How Hopzero Sphere of Trust Works
Contain threats before they spread by controlling the fundamental travel distance of data: packet lifetime.
Built on TTL: Time-to-Live as a Containment Tool
Every packet in an IP network has a time-to-live value—a counter that decreases with every router hop. When it reaches zero, the packet is dropped. Hopzero reclaims this overlooked field to create real containment zones.
Packet lifetime, also known as TTL or HOP Count is an 8-bit value in a packet header that signifies how long the packet can exist in the network. It prevents lost packets from being routed forever and creating congestion on the Internet. This slide illustrates how packets have a lifetime causing it to be discarded when it decrements to 0.
Hop-by-Hop Enforcement for Containment
Endpoint Agents
Set TTL values on outgoing packets based on policy
Gateways
Inspect TTLs and reject out-of-bound traffic
Switch Port Policy Injection
Allows TTL rules to be enforced without endpoint control
This creates a network-wide enforcement mesh—unbreakable by attackers, invisible to users.
Containment Capabilities
Packet Lifetime Containment
Define the reach of every device or application in hops.
Network Geo-Fencing
Prevent data from escaping regions or cloud zones.
Application Tethering
Keep apps tethered to only their approved resources.
Man-in-the-Middle Detection
Detect path manipulation through TTL deviation.
Micro-Segmentation
Enforce Zero Trust zones without complex VLANs or firewall rules.
Visualizing Hopzero Containment
Hopzero Sphere of Trust manages packet lifetime by Protocol, Application Port, IP Source and IP Destination creating Sphere of Trust Micro-Segmentation around each application packet.
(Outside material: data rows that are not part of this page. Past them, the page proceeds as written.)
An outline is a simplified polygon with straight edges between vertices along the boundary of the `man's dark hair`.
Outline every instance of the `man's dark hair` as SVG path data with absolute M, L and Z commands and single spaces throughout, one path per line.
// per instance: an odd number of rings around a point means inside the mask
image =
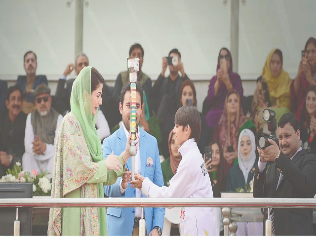
M 141 45 L 139 43 L 135 43 L 134 44 L 133 44 L 132 46 L 130 46 L 130 48 L 129 48 L 129 55 L 130 56 L 130 54 L 132 53 L 132 52 L 133 52 L 133 50 L 135 49 L 136 48 L 140 48 L 140 50 L 142 50 L 142 53 L 143 54 L 143 57 L 144 57 L 144 49 L 143 48 L 143 47 L 142 47 L 142 45 Z
M 13 91 L 15 91 L 16 90 L 18 90 L 19 91 L 20 91 L 20 93 L 21 93 L 21 97 L 22 97 L 22 95 L 23 94 L 22 92 L 22 89 L 21 89 L 20 85 L 17 84 L 14 85 L 10 86 L 8 88 L 8 90 L 6 93 L 6 100 L 7 101 L 9 100 L 9 99 L 10 99 L 10 95 L 11 95 L 11 94 L 12 94 L 13 92 Z
M 26 53 L 25 53 L 25 54 L 24 54 L 24 57 L 23 58 L 23 62 L 25 61 L 25 57 L 26 57 L 26 55 L 27 55 L 29 53 L 33 53 L 33 54 L 34 54 L 34 56 L 35 56 L 35 61 L 37 62 L 38 57 L 37 57 L 36 54 L 35 54 L 35 53 L 33 51 L 28 51 Z
M 103 84 L 104 79 L 95 68 L 91 69 L 91 92 L 97 89 L 100 84 Z
M 85 53 L 80 53 L 76 57 L 76 60 L 75 60 L 75 67 L 77 67 L 77 60 L 78 60 L 78 58 L 79 57 L 85 57 L 86 59 L 88 60 L 88 63 L 89 63 L 89 59 L 88 58 L 88 57 L 87 57 L 87 55 L 86 55 Z
M 198 109 L 193 105 L 186 105 L 179 108 L 174 117 L 174 123 L 184 127 L 189 124 L 191 128 L 191 136 L 197 143 L 201 135 L 201 117 Z
M 305 44 L 305 48 L 304 49 L 305 51 L 306 51 L 307 50 L 307 46 L 311 43 L 313 43 L 314 46 L 316 47 L 316 39 L 311 37 L 307 40 L 307 41 L 306 41 L 306 44 Z
M 142 102 L 142 104 L 141 106 L 143 105 L 143 101 L 144 99 L 144 93 L 143 92 L 143 87 L 142 86 L 142 84 L 140 83 L 139 81 L 138 80 L 136 82 L 136 92 L 138 92 L 140 94 L 140 98 L 141 101 Z M 119 94 L 119 101 L 121 104 L 122 105 L 124 102 L 124 96 L 125 96 L 125 93 L 126 93 L 126 91 L 130 90 L 130 85 L 129 84 L 129 82 L 127 82 L 123 85 L 122 87 L 122 89 L 120 91 L 120 94 Z
M 283 65 L 283 55 L 282 54 L 282 51 L 278 48 L 277 48 L 273 54 L 277 54 L 280 57 L 280 60 L 281 60 L 281 64 Z
M 295 132 L 300 129 L 300 124 L 296 118 L 296 116 L 293 113 L 287 113 L 283 115 L 278 120 L 277 126 L 278 127 L 283 128 L 288 123 L 293 127 Z
M 179 58 L 180 58 L 181 59 L 181 54 L 180 53 L 180 52 L 179 52 L 179 50 L 178 50 L 178 49 L 174 48 L 173 49 L 172 49 L 171 51 L 170 51 L 169 52 L 169 54 L 168 54 L 168 56 L 170 56 L 170 55 L 172 53 L 175 53 L 179 55 Z

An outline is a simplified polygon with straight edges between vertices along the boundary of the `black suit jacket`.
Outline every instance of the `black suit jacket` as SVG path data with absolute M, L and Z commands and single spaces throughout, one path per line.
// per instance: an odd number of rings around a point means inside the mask
M 284 177 L 276 189 L 279 170 Z M 254 198 L 313 198 L 316 193 L 316 156 L 300 151 L 290 161 L 281 153 L 276 164 L 267 165 L 262 173 L 256 168 L 253 193 Z M 274 208 L 273 212 L 276 236 L 314 235 L 312 209 Z M 265 212 L 264 215 L 265 224 Z

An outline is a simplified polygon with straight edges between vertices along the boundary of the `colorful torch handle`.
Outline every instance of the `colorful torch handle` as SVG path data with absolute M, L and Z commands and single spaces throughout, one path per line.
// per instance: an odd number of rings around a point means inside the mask
M 139 71 L 139 59 L 137 58 L 127 58 L 127 69 L 129 73 L 129 83 L 130 83 L 130 131 L 132 134 L 129 146 L 129 154 L 131 156 L 132 161 L 132 180 L 135 180 L 135 160 L 137 149 L 135 146 L 136 139 L 136 81 L 137 73 Z

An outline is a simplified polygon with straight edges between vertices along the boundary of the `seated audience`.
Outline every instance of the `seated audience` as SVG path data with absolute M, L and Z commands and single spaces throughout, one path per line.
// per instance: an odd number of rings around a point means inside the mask
M 306 91 L 305 103 L 300 122 L 302 149 L 308 153 L 316 155 L 316 85 L 311 85 Z
M 143 63 L 144 62 L 144 49 L 139 43 L 135 43 L 130 46 L 129 48 L 130 57 L 135 57 L 139 59 L 139 71 L 137 73 L 137 80 L 140 82 L 143 90 L 146 94 L 147 101 L 150 102 L 152 94 L 152 80 L 150 78 L 142 71 Z M 127 63 L 127 62 L 126 62 Z M 115 81 L 115 85 L 112 91 L 112 96 L 116 104 L 114 108 L 114 117 L 116 118 L 115 124 L 118 123 L 122 119 L 121 116 L 118 110 L 118 104 L 119 104 L 119 94 L 122 89 L 123 85 L 127 81 L 129 81 L 129 73 L 127 70 L 119 73 L 117 79 Z M 148 108 L 151 110 L 150 105 L 148 105 Z M 112 128 L 112 127 L 111 127 Z
M 306 42 L 297 75 L 291 83 L 292 111 L 296 114 L 299 122 L 305 102 L 306 90 L 310 85 L 316 85 L 316 39 L 310 38 Z
M 62 108 L 61 107 L 58 110 L 58 112 L 59 113 L 64 115 L 71 110 L 70 95 L 71 95 L 73 84 L 76 79 L 69 79 L 66 81 L 67 76 L 70 74 L 74 70 L 75 70 L 75 72 L 78 76 L 82 68 L 88 66 L 89 66 L 89 59 L 88 59 L 88 57 L 85 54 L 81 53 L 77 56 L 75 65 L 73 63 L 70 63 L 66 67 L 63 76 L 58 80 L 58 84 L 55 94 L 55 97 L 59 100 L 58 102 L 58 104 L 64 105 Z M 65 88 L 65 84 L 66 84 L 66 88 Z M 106 85 L 105 82 L 103 82 L 102 100 L 104 99 L 103 95 L 109 93 L 108 87 L 108 86 Z M 107 96 L 107 95 L 106 95 L 105 96 Z M 109 102 L 109 101 L 107 101 L 107 102 Z M 111 116 L 110 115 L 111 113 L 108 112 L 108 114 L 109 116 Z M 101 141 L 110 136 L 110 127 L 108 124 L 108 121 L 104 116 L 104 114 L 100 110 L 99 110 L 97 115 L 95 127 L 97 128 L 98 135 Z
M 36 76 L 38 67 L 37 57 L 35 53 L 29 51 L 24 54 L 24 70 L 26 76 L 19 76 L 16 81 L 22 91 L 22 111 L 28 115 L 34 110 L 34 90 L 40 84 L 47 85 L 46 76 Z
M 251 129 L 255 132 L 252 122 L 243 115 L 238 93 L 232 89 L 227 93 L 224 112 L 214 134 L 214 138 L 219 140 L 223 148 L 225 176 L 238 157 L 238 136 L 244 128 Z
M 233 60 L 231 52 L 226 48 L 222 48 L 217 59 L 216 76 L 209 82 L 206 102 L 203 103 L 203 114 L 206 114 L 207 126 L 214 128 L 217 125 L 227 93 L 235 89 L 242 98 L 243 90 L 239 76 L 233 72 Z
M 5 110 L 5 100 L 7 90 L 7 82 L 5 80 L 0 80 L 0 113 Z
M 224 174 L 224 156 L 222 146 L 218 141 L 213 140 L 209 144 L 212 151 L 212 158 L 204 160 L 211 180 L 214 198 L 221 198 L 221 192 L 225 192 L 226 179 Z
M 257 86 L 252 98 L 251 118 L 258 133 L 262 133 L 263 130 L 263 118 L 262 113 L 265 109 L 271 106 L 270 97 L 268 85 L 264 79 L 259 77 L 257 79 Z
M 290 77 L 282 68 L 283 65 L 283 55 L 278 49 L 273 49 L 269 53 L 262 70 L 260 80 L 267 84 L 267 90 L 269 95 L 271 109 L 276 111 L 276 122 L 283 114 L 288 113 L 291 110 L 291 98 Z M 262 87 L 260 83 L 257 87 Z M 257 116 L 256 122 L 262 123 L 262 112 L 268 107 L 264 102 L 263 98 L 259 94 L 260 88 L 256 89 L 253 99 L 253 113 Z M 258 126 L 262 126 L 262 124 Z M 257 131 L 261 132 L 259 129 Z
M 47 85 L 39 85 L 34 95 L 36 110 L 26 119 L 22 167 L 40 173 L 47 170 L 51 177 L 56 138 L 63 116 L 51 107 L 50 89 Z
M 258 160 L 255 135 L 249 129 L 243 129 L 238 139 L 238 165 L 229 169 L 227 191 L 238 192 L 238 189 L 250 188 L 250 182 L 253 178 Z M 262 235 L 262 223 L 237 222 L 237 236 Z
M 176 174 L 180 161 L 181 161 L 181 155 L 178 149 L 180 146 L 176 144 L 173 129 L 169 134 L 168 145 L 170 156 L 161 163 L 161 170 L 163 176 L 163 185 L 169 187 L 169 181 Z
M 0 115 L 0 178 L 9 168 L 22 160 L 24 153 L 24 131 L 26 115 L 21 111 L 22 90 L 18 85 L 8 89 L 7 111 Z
M 179 91 L 180 96 L 180 107 L 186 105 L 193 104 L 197 106 L 197 92 L 194 84 L 192 81 L 186 79 L 182 82 Z M 202 155 L 204 154 L 204 148 L 210 141 L 211 137 L 207 133 L 205 117 L 200 113 L 201 122 L 202 123 L 202 130 L 199 141 L 198 143 L 198 150 Z
M 167 144 L 169 132 L 174 126 L 174 115 L 181 105 L 179 100 L 180 88 L 183 81 L 189 79 L 184 72 L 181 54 L 179 50 L 174 48 L 169 52 L 168 56 L 177 57 L 177 64 L 176 66 L 168 65 L 167 58 L 162 57 L 162 70 L 153 86 L 151 102 L 152 108 L 160 123 L 162 134 L 161 147 L 164 157 L 169 156 Z M 165 77 L 167 67 L 170 75 Z M 181 76 L 179 74 L 179 72 Z

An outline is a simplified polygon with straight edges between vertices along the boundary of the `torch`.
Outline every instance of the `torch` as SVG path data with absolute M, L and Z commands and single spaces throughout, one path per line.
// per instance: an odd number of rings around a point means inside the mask
M 135 180 L 135 156 L 136 148 L 135 140 L 136 139 L 136 81 L 137 73 L 139 71 L 139 59 L 127 58 L 127 69 L 129 73 L 129 83 L 130 89 L 130 117 L 129 120 L 130 131 L 132 134 L 129 146 L 129 154 L 132 158 L 132 180 Z

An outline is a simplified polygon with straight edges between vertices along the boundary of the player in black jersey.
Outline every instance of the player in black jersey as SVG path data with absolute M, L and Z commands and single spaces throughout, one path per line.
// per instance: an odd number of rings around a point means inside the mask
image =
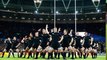
M 79 55 L 79 58 L 82 58 L 82 51 L 81 51 L 81 48 L 82 48 L 82 37 L 79 36 L 78 32 L 76 33 L 76 36 L 75 36 L 75 48 L 77 49 L 77 52 L 78 52 L 78 55 Z
M 20 54 L 19 57 L 22 57 L 24 55 L 24 58 L 26 57 L 26 54 L 28 52 L 28 38 L 27 35 L 25 37 L 22 38 L 21 42 L 17 45 L 17 47 L 19 47 L 21 44 L 24 45 L 23 49 L 19 51 L 18 54 Z
M 94 41 L 94 38 L 92 39 L 92 43 L 91 43 L 91 50 L 89 51 L 92 55 L 92 58 L 97 58 L 97 48 L 98 48 L 98 43 L 96 41 Z
M 11 49 L 11 46 L 12 46 L 11 38 L 8 37 L 8 38 L 4 41 L 4 43 L 6 44 L 6 47 L 5 47 L 4 51 L 2 52 L 2 57 L 4 57 L 4 53 L 5 53 L 5 52 L 9 52 L 10 49 Z
M 56 58 L 58 53 L 58 48 L 60 47 L 60 44 L 58 42 L 60 40 L 60 34 L 58 33 L 57 28 L 54 28 L 54 33 L 51 34 L 50 39 L 51 39 L 51 47 L 54 49 L 54 58 Z M 52 53 L 53 52 L 48 54 L 48 58 L 50 55 L 52 56 Z
M 8 57 L 10 57 L 11 53 L 12 53 L 12 55 L 14 57 L 14 52 L 16 52 L 16 49 L 17 49 L 16 46 L 19 43 L 18 40 L 17 40 L 17 38 L 15 36 L 13 37 L 13 39 L 11 40 L 11 42 L 12 42 L 12 46 L 11 46 L 11 49 L 9 51 Z
M 42 29 L 42 34 L 41 34 L 41 47 L 42 47 L 42 57 L 45 58 L 46 55 L 46 51 L 45 48 L 47 47 L 48 43 L 49 43 L 49 32 L 48 32 L 48 25 L 46 25 L 46 29 Z
M 38 32 L 35 32 L 35 36 L 32 40 L 33 42 L 33 58 L 35 58 L 35 52 L 36 52 L 36 58 L 35 59 L 38 59 L 38 54 L 39 54 L 39 51 L 37 50 L 41 44 L 41 38 L 39 37 L 39 33 Z
M 90 43 L 91 43 L 91 37 L 88 36 L 88 33 L 85 32 L 85 36 L 83 37 L 83 47 L 85 48 L 84 50 L 84 59 L 88 57 L 88 50 L 90 48 Z
M 68 47 L 70 45 L 71 42 L 71 36 L 68 35 L 68 30 L 64 29 L 64 35 L 61 37 L 61 40 L 59 41 L 62 44 L 63 47 L 63 58 L 66 58 L 66 53 L 68 51 Z M 58 56 L 59 58 L 59 56 Z

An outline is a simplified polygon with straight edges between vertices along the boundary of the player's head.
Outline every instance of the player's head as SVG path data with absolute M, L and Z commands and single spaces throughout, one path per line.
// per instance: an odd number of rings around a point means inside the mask
M 67 35 L 68 34 L 68 30 L 64 29 L 63 33 L 64 33 L 64 35 Z
M 30 36 L 30 37 L 33 37 L 33 34 L 32 34 L 32 33 L 30 33 L 30 34 L 29 34 L 29 36 Z
M 57 32 L 57 28 L 56 28 L 56 27 L 54 28 L 54 32 L 55 32 L 55 33 Z
M 87 33 L 87 32 L 85 32 L 84 34 L 85 34 L 85 36 L 87 36 L 87 35 L 88 35 L 88 33 Z
M 53 29 L 51 29 L 51 32 L 54 32 Z
M 38 36 L 39 36 L 39 33 L 38 33 L 38 32 L 35 32 L 35 36 L 38 37 Z
M 13 40 L 16 40 L 16 37 L 15 37 L 15 36 L 13 37 Z
M 8 40 L 11 40 L 10 37 L 7 38 Z
M 78 32 L 76 32 L 76 36 L 79 36 L 79 33 L 78 33 Z
M 31 37 L 28 37 L 29 40 L 32 40 Z
M 46 30 L 45 30 L 45 29 L 42 29 L 42 33 L 45 34 L 45 33 L 46 33 Z

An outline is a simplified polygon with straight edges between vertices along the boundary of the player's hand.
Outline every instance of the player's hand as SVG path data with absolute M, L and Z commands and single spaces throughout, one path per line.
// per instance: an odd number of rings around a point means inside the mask
M 48 28 L 48 24 L 46 24 L 46 28 Z
M 58 41 L 59 43 L 61 43 L 61 41 Z

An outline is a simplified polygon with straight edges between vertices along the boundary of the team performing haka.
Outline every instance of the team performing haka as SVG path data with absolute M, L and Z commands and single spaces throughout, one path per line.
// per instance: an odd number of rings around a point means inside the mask
M 78 32 L 73 33 L 72 29 L 70 31 L 64 29 L 62 32 L 60 28 L 53 28 L 49 32 L 48 25 L 35 33 L 23 36 L 21 41 L 18 41 L 16 37 L 7 37 L 4 43 L 2 58 L 5 52 L 9 53 L 8 58 L 11 54 L 15 57 L 14 53 L 17 53 L 18 58 L 34 59 L 38 59 L 38 57 L 45 59 L 46 54 L 48 54 L 46 59 L 60 59 L 60 56 L 63 59 L 77 57 L 86 59 L 89 53 L 92 58 L 97 58 L 98 43 L 87 32 L 84 37 L 79 36 Z

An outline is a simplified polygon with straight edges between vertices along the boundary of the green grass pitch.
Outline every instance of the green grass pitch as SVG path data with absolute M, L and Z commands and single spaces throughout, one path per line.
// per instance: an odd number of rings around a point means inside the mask
M 46 55 L 47 58 L 47 55 Z M 7 58 L 7 56 L 0 58 L 0 60 L 48 60 L 48 59 L 43 59 L 41 57 L 39 57 L 38 59 L 33 59 L 33 58 L 17 58 L 17 55 L 15 55 L 15 58 L 13 58 L 12 56 L 10 58 Z M 58 60 L 58 59 L 50 59 L 50 60 Z M 62 56 L 59 60 L 63 60 Z M 66 60 L 72 60 L 70 58 L 67 58 Z M 92 59 L 91 56 L 89 56 L 87 59 L 80 59 L 80 58 L 76 58 L 74 60 L 106 60 L 106 56 L 98 56 L 96 59 Z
Seamless Integration. Modular by Design.
Hopzero’s lightweight, modular codebase is built for flexibility — enabling effortless integration into a wide range of security solutions, from NDR and XDR platforms to firewalls and cloud-native stacks. Whether you’re deploying at the edge, in the cloud, or across hybrid environments, Hopzero adapts to your architecture without friction.
Deployment Options:
Modular Enforcement Plugins
Deploy as a lightweight agent, embedded gateway shim, or inline sensor — each designed to enforce packet lifetime without impacting performance or requiring endpoint installation.
Inline Path Control
Integrate via SDN hooks, virtual TAPs, or Layer 3 switches to enable active hop-limit enforcement — ideal for real-time segmentation and zero-trust boundaries.
Cloud-Native Agents
Add enforcement to cloud workloads with agent-level TTL control, ensuring secure isolation across VPCs, containers, and hybrid clouds.
Passive Integration with Alerting
Run in monitor-only mode for seamless alert generation via your existing SIEM, NDR, or log aggregation tools. Perfect for proof-of-value, risk assessments, or staged rollouts.